- Interactive map of the Marchwicki Palace in Brzeźno area

General information
- Type: Palace
- Architectural style: Neoclassicism
- Location: Brzeźno
- Coordinates: 52°54′46″N 21°36′55″E﻿ / ﻿52.912884°N 21.615261°E
- Completed: c. 1900
- Client: Stanisław Marchwicki

Technical details
- Floor count: 3

Design and construction
- Architect: Leandro Marconi

= Marchwicki Palace in Brzeźno =

Marchwicki Palace in Brzeźno is a neoclassical palace located in Brzeźno, in Ostrołęka County, built for the Marchwicki family around 1900 according to a design by Leonard Marconi.

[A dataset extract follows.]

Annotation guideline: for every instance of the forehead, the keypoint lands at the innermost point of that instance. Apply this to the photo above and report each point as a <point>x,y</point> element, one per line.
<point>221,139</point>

The Brzeźno estate became the property of Maciej Marchwicki in 1849. After his death in 1864, the estate passed to his son Stanisław, who commissioned the palace design from Warsaw architect Leandro Marconi. Marconi created a palace inspired by Polish classicism of the Stanisław era, particularly the palace in Natolin, as well as the architectural style of the Palace on the Isle in Łazienki Park in Warsaw. A distinctive feature directly borrowed from Natolin, which defines the character of the entire structure, is the elliptically curved grand-order columnar portico crowning an elliptical recess in the front façade that houses the palace’s entrance.

The palace is seven bays wide, two stories tall, built on a rectangular plan with two single-story annexes attached to the side walls, the eastern one supporting a balcony. On the garden side, the façade is adorned with a pentagonal risalit opening onto a terrace.

The palace is surrounded by a landscape park established around the mid-19th century.

After World War II, the palace was nationalized and handed over to the local State Agricultural Farm. It underwent renovation in 1965. Following the political transformation, the palace became the property of the State Treasury. In 2006, it was purchased by a private owner and underwent a major renovation.